KARACHI: Pakistan’s stock market may stay positive next week, with investors closely watching developments in the expected US-Iran talks potentially in Islamabad. Any progress could lift sentiment further and extend the recent rally.
The market still trades at attractive levels, with forward price-to-earnings near 7.4 times, leaving room for gains if confidence improves. Results season will also guide direction, while external inflows and policy signals remain key triggers.
According to AKD Research, market momentum stayed firm during the week, supported by easing geopolitical tensions, lower oil prices and an inflow of $2 billion from Saudi Arabia, along with a committed support package of $8 billion including rollovers.
The KSE-100 Index rose by 6,748 points, or 4.0 per cent week-on-week (WoW), to close at 173,939 points. Average daily traded volume increased to 1,264 million shares, up 37.6 per cent from the previous week. Sentiment improved after the prime minister announced fuel price cuts of Rs12 per litre for petrol and Rs135 per litre for diesel. Confidence also strengthened after adherence to the US-Iran ceasefire and confirmation of further talks.
Nabeel Haroon, vice president international equity sales at Topline Securities Ltd, said the index gained 4.0 per cent on a weekly basis as optimism grew over a possible peace deal between the US and Iran. He noted that Pakistan’s current account surplus widened sharply to $1,070 million in March, compared with $231 million in February. Car sales also showed strength. However, foreign direct investment slowed to $168 million. He added that individuals and local companies remained net buyers, while banks, foreign corporates and insurance firms sold equities during the week.
Sector activity remained strong. Fertiliser and automobile stocks led gains. Urea offtake rose 86 per cent year-on-year (YoY) to 569,000 tons in March, while other fertilisers also recorded strong growth.
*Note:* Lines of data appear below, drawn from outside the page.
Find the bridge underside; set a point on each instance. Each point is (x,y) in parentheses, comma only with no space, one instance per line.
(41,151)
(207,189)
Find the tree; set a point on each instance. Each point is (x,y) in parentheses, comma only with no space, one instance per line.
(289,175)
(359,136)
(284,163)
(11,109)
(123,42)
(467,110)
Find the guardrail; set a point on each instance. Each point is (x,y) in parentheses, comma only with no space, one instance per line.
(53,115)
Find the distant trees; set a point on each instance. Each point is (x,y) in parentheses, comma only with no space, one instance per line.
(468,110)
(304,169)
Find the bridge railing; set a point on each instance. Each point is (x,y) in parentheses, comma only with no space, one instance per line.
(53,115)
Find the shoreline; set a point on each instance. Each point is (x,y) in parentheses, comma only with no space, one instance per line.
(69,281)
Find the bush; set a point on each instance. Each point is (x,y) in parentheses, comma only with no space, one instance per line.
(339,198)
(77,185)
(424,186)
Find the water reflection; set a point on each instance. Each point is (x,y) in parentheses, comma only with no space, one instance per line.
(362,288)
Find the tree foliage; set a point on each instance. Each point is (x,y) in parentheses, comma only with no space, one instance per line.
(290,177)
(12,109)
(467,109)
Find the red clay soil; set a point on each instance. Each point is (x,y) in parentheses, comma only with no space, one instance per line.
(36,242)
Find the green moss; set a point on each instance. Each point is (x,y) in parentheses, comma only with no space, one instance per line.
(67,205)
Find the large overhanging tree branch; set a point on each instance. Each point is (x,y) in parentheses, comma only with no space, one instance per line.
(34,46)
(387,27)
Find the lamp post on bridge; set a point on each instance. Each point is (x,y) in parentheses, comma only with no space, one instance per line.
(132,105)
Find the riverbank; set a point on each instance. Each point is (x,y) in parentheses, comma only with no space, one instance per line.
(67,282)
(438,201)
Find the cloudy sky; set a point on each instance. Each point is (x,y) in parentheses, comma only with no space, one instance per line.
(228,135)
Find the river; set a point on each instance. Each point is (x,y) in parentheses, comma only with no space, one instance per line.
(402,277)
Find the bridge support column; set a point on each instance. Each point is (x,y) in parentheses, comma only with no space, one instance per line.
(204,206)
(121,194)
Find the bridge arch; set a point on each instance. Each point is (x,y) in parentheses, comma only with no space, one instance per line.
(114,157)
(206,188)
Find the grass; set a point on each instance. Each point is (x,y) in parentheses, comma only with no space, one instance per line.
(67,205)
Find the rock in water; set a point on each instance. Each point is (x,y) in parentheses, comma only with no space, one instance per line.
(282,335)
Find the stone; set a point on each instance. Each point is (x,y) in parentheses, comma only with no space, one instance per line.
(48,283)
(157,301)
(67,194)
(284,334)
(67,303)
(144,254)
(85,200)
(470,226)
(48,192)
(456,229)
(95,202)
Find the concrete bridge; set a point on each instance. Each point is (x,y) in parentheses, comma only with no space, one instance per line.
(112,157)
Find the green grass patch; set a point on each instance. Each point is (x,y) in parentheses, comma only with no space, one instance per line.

Auto sales reached about 19,100 units, driven by tractor demand. On the broader board, leather, textile weaving and vanaspati sectors posted the highest gains, rising up to 16.1 per cent WoW. Tobacco and woollen sectors saw slight declines.
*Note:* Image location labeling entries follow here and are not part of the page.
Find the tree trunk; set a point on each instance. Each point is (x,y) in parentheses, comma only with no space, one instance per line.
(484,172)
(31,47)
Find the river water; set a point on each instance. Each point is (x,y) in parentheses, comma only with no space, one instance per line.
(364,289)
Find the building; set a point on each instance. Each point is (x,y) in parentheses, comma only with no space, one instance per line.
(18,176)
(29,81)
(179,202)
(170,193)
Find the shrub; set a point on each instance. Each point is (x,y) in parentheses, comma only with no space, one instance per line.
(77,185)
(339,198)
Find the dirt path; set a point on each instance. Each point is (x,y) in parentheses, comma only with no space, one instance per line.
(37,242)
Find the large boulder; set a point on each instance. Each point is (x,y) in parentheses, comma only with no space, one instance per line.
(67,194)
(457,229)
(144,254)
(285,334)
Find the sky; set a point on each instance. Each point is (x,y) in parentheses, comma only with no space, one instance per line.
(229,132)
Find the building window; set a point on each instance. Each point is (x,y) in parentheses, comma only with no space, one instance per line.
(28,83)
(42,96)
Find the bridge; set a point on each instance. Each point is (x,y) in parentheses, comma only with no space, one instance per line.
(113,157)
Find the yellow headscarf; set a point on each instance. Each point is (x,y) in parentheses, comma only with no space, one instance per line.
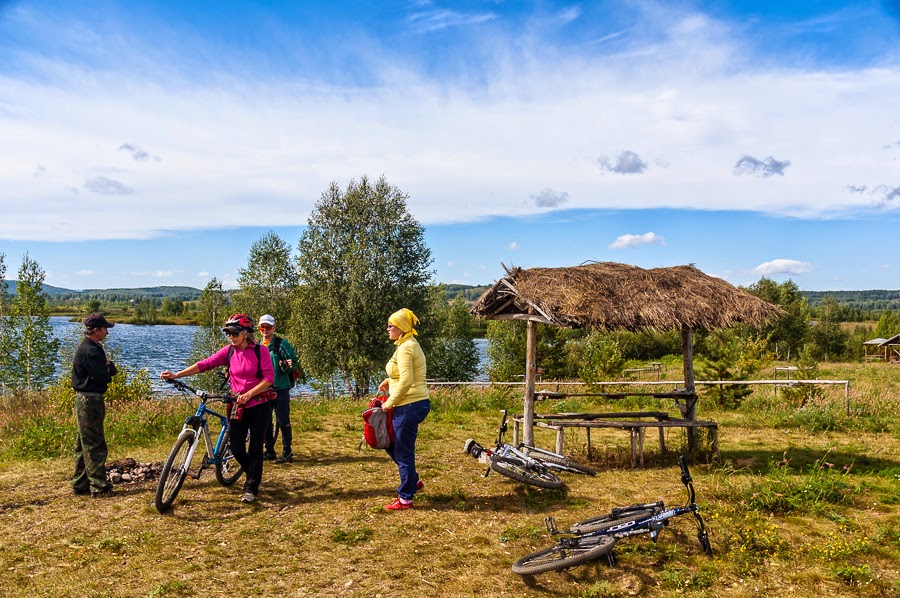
(405,320)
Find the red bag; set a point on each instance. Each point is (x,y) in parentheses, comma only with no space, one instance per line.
(378,432)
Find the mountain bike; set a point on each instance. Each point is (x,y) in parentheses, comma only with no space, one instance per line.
(196,426)
(593,538)
(524,463)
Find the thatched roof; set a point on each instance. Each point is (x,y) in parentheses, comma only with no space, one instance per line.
(621,297)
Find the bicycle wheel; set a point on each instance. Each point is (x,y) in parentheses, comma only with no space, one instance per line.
(559,557)
(174,471)
(564,462)
(517,470)
(228,470)
(607,521)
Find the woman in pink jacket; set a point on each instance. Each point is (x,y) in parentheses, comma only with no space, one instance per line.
(251,375)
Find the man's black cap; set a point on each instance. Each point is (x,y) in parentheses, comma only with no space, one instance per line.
(97,321)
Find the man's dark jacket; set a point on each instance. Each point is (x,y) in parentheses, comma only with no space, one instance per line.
(90,370)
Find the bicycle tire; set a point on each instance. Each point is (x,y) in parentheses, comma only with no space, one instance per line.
(517,470)
(565,462)
(607,521)
(559,557)
(228,470)
(174,471)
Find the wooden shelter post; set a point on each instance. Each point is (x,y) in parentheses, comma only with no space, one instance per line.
(690,407)
(687,351)
(530,374)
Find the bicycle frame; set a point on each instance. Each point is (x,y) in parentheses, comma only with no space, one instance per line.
(505,450)
(651,524)
(200,421)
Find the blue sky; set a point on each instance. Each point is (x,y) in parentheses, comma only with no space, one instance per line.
(146,144)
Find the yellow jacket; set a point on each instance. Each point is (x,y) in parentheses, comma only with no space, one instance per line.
(406,374)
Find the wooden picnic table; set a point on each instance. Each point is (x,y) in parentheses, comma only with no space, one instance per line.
(635,422)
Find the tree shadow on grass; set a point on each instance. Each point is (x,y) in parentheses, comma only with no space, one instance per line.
(801,459)
(636,582)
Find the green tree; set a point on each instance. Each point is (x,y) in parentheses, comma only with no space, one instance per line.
(450,351)
(829,342)
(726,356)
(787,333)
(268,283)
(214,309)
(362,257)
(5,342)
(599,357)
(33,351)
(145,311)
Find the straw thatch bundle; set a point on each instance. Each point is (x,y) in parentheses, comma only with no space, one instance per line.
(621,297)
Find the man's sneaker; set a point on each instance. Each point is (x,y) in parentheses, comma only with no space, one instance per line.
(398,505)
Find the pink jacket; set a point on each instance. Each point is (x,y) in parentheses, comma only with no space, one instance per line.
(243,368)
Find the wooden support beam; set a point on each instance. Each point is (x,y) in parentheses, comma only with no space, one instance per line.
(530,372)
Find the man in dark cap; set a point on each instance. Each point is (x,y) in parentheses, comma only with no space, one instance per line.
(91,374)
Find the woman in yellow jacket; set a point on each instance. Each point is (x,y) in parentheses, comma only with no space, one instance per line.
(408,402)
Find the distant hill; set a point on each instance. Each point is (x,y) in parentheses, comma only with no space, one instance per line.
(50,290)
(872,300)
(877,300)
(183,293)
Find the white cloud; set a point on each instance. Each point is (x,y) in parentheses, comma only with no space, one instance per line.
(548,198)
(782,266)
(687,95)
(626,241)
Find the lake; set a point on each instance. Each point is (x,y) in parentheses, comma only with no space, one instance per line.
(158,348)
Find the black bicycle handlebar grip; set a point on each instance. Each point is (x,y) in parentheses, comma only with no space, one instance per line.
(685,474)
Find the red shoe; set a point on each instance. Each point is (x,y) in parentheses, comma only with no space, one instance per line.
(397,505)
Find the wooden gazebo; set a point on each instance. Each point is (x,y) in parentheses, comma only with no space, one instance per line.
(614,296)
(886,349)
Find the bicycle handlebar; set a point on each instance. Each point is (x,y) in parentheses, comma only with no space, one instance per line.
(225,398)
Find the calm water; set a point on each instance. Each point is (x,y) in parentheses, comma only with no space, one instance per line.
(158,348)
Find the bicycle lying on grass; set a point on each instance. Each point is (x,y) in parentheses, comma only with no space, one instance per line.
(525,463)
(591,539)
(178,464)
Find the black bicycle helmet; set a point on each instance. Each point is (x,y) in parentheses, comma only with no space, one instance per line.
(238,323)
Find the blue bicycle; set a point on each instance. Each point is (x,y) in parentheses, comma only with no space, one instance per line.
(178,464)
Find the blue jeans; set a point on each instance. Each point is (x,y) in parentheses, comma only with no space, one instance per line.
(406,420)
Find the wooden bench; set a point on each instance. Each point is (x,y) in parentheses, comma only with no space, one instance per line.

Arif Habib Limited Research highlighted that the rally was backed by improving sentiment after the ceasefire and expectations of further diplomatic progress. The firm noted that Pakistan recorded its third consecutive monthly current account surplus of $1.07 billion. Large-scale manufacturing grew 6.5 per cent year on year in February, while banking deposits rose 18.6 per cent to Rs37.5 trillion. Power generation increased 6.0 per cent, while costs declined due to a better energy mix. Technology exports also grew 20 per cent year on year, reaching $413 million.
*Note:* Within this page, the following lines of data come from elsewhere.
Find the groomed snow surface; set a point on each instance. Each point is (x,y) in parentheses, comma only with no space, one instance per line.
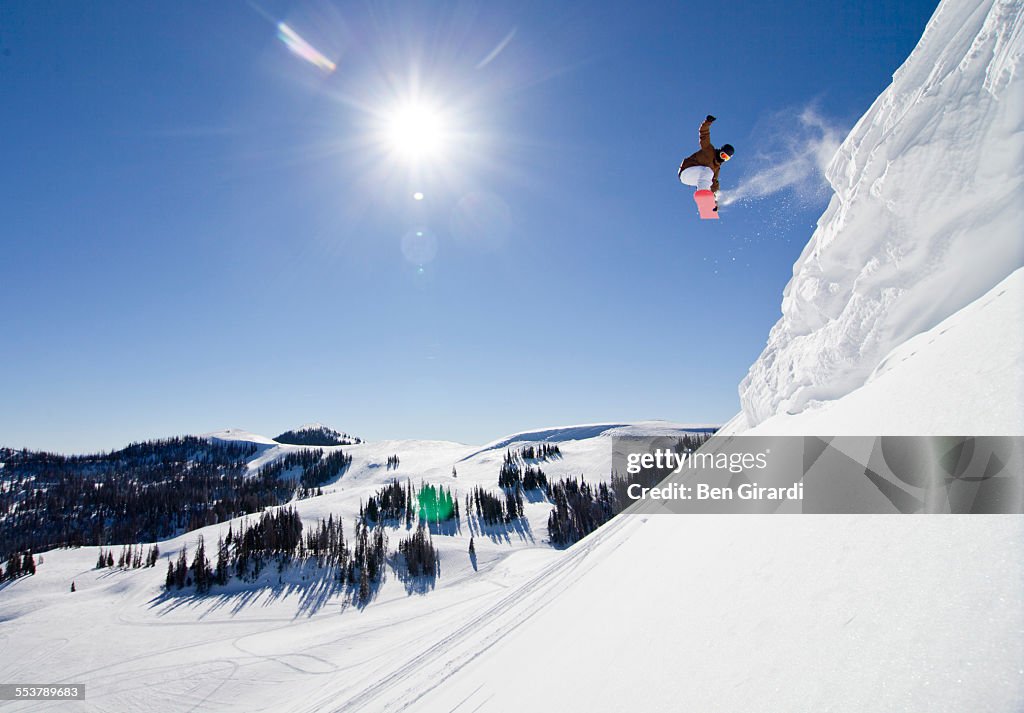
(903,317)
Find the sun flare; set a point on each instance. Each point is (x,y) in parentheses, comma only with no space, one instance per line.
(416,131)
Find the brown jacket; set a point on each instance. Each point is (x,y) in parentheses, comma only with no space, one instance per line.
(708,156)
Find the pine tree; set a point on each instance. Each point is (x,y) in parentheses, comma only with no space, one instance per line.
(201,568)
(181,569)
(221,561)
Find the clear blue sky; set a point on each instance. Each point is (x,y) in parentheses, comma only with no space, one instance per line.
(201,229)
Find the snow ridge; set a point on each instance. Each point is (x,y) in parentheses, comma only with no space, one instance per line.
(925,218)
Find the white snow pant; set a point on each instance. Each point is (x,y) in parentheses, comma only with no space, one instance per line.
(700,176)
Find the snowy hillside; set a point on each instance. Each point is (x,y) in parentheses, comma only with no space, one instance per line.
(903,317)
(289,639)
(926,218)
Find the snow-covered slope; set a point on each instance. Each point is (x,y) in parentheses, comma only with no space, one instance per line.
(965,376)
(927,214)
(293,640)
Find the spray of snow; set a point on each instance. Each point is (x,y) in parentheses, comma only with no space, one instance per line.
(793,155)
(925,218)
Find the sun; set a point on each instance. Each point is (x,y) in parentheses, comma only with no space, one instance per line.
(416,131)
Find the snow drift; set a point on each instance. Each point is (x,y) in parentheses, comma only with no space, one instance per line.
(926,218)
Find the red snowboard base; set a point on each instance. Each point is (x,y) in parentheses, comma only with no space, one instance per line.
(706,204)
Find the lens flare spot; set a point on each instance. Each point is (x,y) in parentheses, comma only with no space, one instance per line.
(419,247)
(303,49)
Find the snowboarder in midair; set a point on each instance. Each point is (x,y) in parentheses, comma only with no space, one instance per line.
(700,168)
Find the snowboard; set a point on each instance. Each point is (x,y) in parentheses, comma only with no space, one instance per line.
(706,204)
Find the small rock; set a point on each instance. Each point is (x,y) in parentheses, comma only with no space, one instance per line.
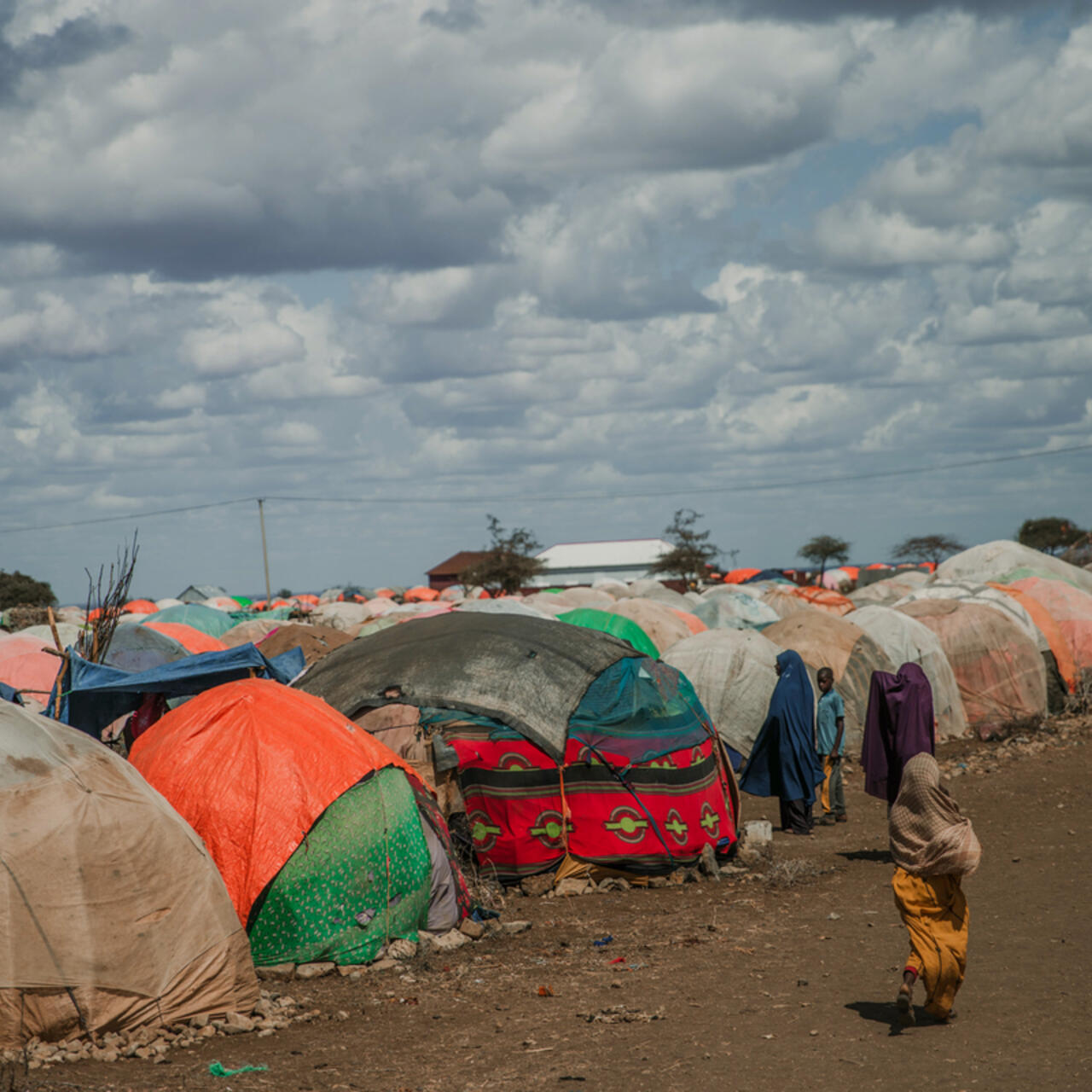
(706,863)
(537,885)
(401,948)
(572,886)
(315,970)
(279,972)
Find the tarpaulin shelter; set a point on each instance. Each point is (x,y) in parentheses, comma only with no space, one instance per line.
(113,915)
(207,619)
(1071,607)
(568,743)
(96,694)
(908,642)
(733,671)
(659,620)
(614,624)
(192,640)
(823,640)
(999,671)
(732,608)
(997,560)
(318,829)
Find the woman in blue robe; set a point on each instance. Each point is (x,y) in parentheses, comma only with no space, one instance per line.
(783,760)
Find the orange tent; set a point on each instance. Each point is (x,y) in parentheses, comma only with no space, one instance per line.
(1072,609)
(289,755)
(693,621)
(826,599)
(192,640)
(140,607)
(1046,624)
(738,576)
(421,594)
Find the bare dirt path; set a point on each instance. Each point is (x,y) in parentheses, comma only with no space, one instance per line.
(751,986)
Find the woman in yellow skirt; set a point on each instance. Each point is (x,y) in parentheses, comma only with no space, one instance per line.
(934,847)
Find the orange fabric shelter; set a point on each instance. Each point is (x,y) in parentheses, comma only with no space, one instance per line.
(693,621)
(192,640)
(250,765)
(1049,628)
Syed Danyal Hussain of JS Research said the rally reflected easing geopolitical risks and improving external indicators. He pointed out that remittances supported the current account surplus, though the trade deficit widened to $2.4 billion. Foreign exchange reserves fell by $1.3 billion due to Eurobond repayments but were partly offset by Saudi inflows. He added that industrial activity remained stable, with large-scale manufacturing maintaining steady growth.
On the flows side, AKD Research noted that individuals and companies led buying with net purchases of over $10 million each. Banks and insurance companies remained net sellers. Among individual stocks, major gainers included GAL, GHNI, LOTCHEM, BOP and SRVI, while laggards included PTC, FATIMA, ATRL, MEBL and BNWM.
Looking ahead, analysts expect market direction to depend on diplomatic progress and corporate earnings. Stable macro indicators, improving liquidity and strong sector performance may support the upward trend, but external risks and policy signals will remain critical.